The son of former Dartmouth men’s squash player Mark Reed, Max Reed was most interested in youth hockey until about the age of 10. He enjoyed the physical and mental demands of the game so much he decided to make it a year-round sport.

“It’s like playing chess at 100 miles per hour,” Reed said. “You have to be smart and stretegic the whole time, but you also have to be physically fit.”

By the seventh grade, Reed won his first JCT tournament at a U-13 event at Yale University.

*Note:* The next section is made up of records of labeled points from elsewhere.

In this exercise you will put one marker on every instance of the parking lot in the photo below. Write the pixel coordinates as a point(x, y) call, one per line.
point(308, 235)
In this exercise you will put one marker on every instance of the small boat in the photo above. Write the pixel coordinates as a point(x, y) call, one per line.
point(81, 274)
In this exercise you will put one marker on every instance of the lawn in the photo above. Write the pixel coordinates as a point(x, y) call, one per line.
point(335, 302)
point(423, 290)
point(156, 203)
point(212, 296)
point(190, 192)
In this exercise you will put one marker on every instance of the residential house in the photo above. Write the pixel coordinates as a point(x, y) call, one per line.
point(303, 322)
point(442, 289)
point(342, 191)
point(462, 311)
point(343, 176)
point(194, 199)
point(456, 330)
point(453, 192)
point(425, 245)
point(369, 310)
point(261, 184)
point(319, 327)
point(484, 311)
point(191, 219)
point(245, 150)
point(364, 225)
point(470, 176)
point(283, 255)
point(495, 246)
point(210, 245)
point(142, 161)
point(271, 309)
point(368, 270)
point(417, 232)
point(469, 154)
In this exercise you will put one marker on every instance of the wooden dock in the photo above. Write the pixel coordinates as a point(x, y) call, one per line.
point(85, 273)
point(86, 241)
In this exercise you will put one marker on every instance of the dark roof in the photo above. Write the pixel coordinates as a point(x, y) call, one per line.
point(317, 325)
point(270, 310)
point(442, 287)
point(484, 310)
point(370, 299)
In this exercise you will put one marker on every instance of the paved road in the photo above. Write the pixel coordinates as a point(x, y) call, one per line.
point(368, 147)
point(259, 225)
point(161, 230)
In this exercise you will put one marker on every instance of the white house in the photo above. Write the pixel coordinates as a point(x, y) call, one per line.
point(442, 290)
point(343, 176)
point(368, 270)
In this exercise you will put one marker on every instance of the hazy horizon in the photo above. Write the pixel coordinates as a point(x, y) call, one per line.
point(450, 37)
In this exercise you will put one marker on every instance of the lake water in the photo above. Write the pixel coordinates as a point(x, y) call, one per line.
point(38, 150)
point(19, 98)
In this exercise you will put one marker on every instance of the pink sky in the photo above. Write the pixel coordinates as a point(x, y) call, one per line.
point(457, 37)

At age 14, he reached as high as No. 1 in the U.S. Squash age group rankings, placed fifth at the U-15 Junior National Championships and was chosen for the U-15 National team. The unit vanquished Canada at the Can-Am Junior Championships in Buffalo, N.Y.

The following season was hampered by the injury, a setback Wiens think might have actually helped.

“It gave him time to reflect and evaluate the next stage and what he was looking for,” the coach said as his team’s hard strokes echoed off the Berry Center walls. “He worked a lot on his short strokes and drops, which are really important.

“As you can hear, everyone can hit the ball hard, but the soft shots are what can make the difference.”